Froté entonces lo más rápidamente que pude con los ojos entornados. Me ardía el estómago y tenía ganas de vomitar. Julie volvió a descansar su cabeza en el antebrazo, y su respiración se hizo suave y normal, como si durmiera. En la radio, una voz aguda daba otra vez los resultados de las carreras con maligna monotonía. En cuanto tuvo las piernas bien untadas, bajé de un salto del parterre alpino.

—Gracias —dijo Julie con voz soñolienta. Entré en la casa a toda velocidad y me precipité escaleras arriba, camino del lavabo. A última hora de la tarde, tiré la maza en el sótano.

Cada tres mañanas me tocaba llevar a Tom a la escuela. Siempre costaba que saliera. A veces se ponía a gritar y patalear, y había que sacarlo a rastras. Una mañana, poco antes de terminar el curso, me dijo con toda tranquilidad mientras caminábamos que tenía un
enemigo
en la escuela. La palabra sonó a cosa tremenda en sus labios y le pregunté a qué se refería. Me contó que había un chico mayor que se la tenía jurada.

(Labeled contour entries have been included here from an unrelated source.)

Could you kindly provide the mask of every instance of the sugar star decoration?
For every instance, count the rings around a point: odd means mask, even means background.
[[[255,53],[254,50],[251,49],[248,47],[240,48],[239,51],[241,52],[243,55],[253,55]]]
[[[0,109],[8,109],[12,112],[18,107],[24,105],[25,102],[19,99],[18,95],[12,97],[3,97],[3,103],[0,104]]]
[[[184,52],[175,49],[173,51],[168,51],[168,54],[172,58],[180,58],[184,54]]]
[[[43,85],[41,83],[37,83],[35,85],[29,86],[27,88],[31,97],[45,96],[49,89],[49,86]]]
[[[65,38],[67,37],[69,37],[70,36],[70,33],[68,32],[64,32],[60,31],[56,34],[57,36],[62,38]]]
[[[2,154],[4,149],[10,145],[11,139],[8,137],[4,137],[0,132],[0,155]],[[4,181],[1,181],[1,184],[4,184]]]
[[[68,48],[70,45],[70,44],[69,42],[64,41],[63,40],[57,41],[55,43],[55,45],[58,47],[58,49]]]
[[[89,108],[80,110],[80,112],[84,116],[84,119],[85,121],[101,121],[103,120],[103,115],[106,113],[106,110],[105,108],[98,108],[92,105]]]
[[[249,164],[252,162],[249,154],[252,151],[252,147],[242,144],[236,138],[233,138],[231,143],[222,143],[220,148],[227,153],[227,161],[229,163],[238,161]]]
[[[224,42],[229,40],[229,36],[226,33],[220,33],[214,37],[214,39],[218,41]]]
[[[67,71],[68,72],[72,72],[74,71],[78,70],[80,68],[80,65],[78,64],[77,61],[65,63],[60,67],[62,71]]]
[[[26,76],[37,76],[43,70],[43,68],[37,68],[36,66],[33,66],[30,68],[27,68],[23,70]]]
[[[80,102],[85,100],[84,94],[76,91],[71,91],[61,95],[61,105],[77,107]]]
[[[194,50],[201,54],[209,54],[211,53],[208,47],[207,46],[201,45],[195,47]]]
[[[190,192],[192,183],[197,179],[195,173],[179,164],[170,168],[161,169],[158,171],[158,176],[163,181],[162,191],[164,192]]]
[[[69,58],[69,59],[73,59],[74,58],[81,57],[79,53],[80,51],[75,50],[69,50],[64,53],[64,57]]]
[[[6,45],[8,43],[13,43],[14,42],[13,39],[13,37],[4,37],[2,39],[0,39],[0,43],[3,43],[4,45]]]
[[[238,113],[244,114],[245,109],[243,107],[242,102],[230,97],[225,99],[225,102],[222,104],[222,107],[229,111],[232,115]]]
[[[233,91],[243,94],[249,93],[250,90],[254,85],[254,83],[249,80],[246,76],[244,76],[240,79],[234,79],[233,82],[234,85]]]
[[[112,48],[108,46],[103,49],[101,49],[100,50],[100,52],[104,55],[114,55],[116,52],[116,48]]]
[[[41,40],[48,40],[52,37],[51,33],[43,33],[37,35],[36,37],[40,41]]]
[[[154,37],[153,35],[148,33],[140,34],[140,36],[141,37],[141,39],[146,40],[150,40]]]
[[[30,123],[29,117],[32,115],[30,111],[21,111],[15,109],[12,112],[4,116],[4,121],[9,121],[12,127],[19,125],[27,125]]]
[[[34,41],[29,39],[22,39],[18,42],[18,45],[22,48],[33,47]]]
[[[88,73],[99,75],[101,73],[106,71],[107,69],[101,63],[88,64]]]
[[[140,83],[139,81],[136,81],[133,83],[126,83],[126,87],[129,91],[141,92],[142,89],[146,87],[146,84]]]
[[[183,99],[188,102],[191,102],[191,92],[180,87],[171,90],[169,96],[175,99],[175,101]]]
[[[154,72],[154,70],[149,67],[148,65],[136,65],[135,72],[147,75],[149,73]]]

—Me quiere romper la cara —dijo en un tono cercano al asombro.

A mí no me sorprendió. Tom pertenecía a esa clase de individuos a quienes se coge manía. No estaba muy crecido para sus seis años y era débil. Pálido, de orejas de soplillo, aire de tonto y pelo negro con espeso flequillo desigual. Lo peor de todo es que era listo de una manera verbal y nada práctica: la típica víctima del recreo.

—Dime quién es —dije, enderezando la joroba—, voy a sacudirle.

Nos detuvimos delante del colegio y miramos por entre la verja negra.

—Aquél —contestó por fin, señalando hacia un pequeño edificio de madera.

Era un crío de aire esmirriado, un par de años mayor que Tom, pelirrojo y pecoso. De lo más vulgar, pensé. Crucé el patio del recreo a toda velocidad, le cogí de la solapa con la derecha y, con la otra atenazándole el cuello, lo estrellé contra la pared del edificio y lo dejé allí clavado. La cara se le iba de un lado a otro y parecía hinchársele. Quise reírme a carcajadas, tan violento era mi júbilo.

—Tócale un pelo a mi hermano —le amenacé en un susurro— y te parto las piernas. —Luego lo dejé ir.

Fue Sue quien, aquella tarde, trajo a Tom de la escuela. La camisa le colgaba hecha jirones por la espalda y había perdido un zapato. Tenía una mejilla roja e hinchada y el labio partido en la comisura. Ambas rodillas estaban desolladas y tenía hebras de sangre seca en la espinilla. La mano izquierda se le había hinchado y reblandecido, como si se la hubieran pisoteado. Nada más entrar en casa, Tom lanzó un extraño aullido animal y corrió hacia las escaleras.

—Que no le vea mamá en este estado —gritó Julie. Nos lanzamos sobre él como una jauría de perros sobre un conejo herido. Lo llevamos al cuarto de baño de abajo y cerramos la puerta. Con los cuatro allí dentro no teníamos mucho sitio, y en el baño resonaban mucho las voces, de manera que los gritos de Tom nos ensordecían. Julie, Sue y yo le rodeábamos, dándole besos y acariciándole mientras lo desnudábamos. Sue estaba también a punto de llorar.

—Oh, Tom —decía sin parar—, nuestro pobrecito Tom.

Mientras la escena seguía, aún me las arreglé para sentir envidia de mi hermano desnudo. Julie se sentó en el borde de la bañera y Tom se puso entre sus rodillas, con la espalda apoyada en su hermana, mientras ésta le pasaba algodón por la cara. Julie lo sujetaba con la mano que le quedaba libre, la palma abierta pegada al vientre de Tom, justo encima de la ingle. Sue apretaba contra la mano magullada de Tom un paño frío.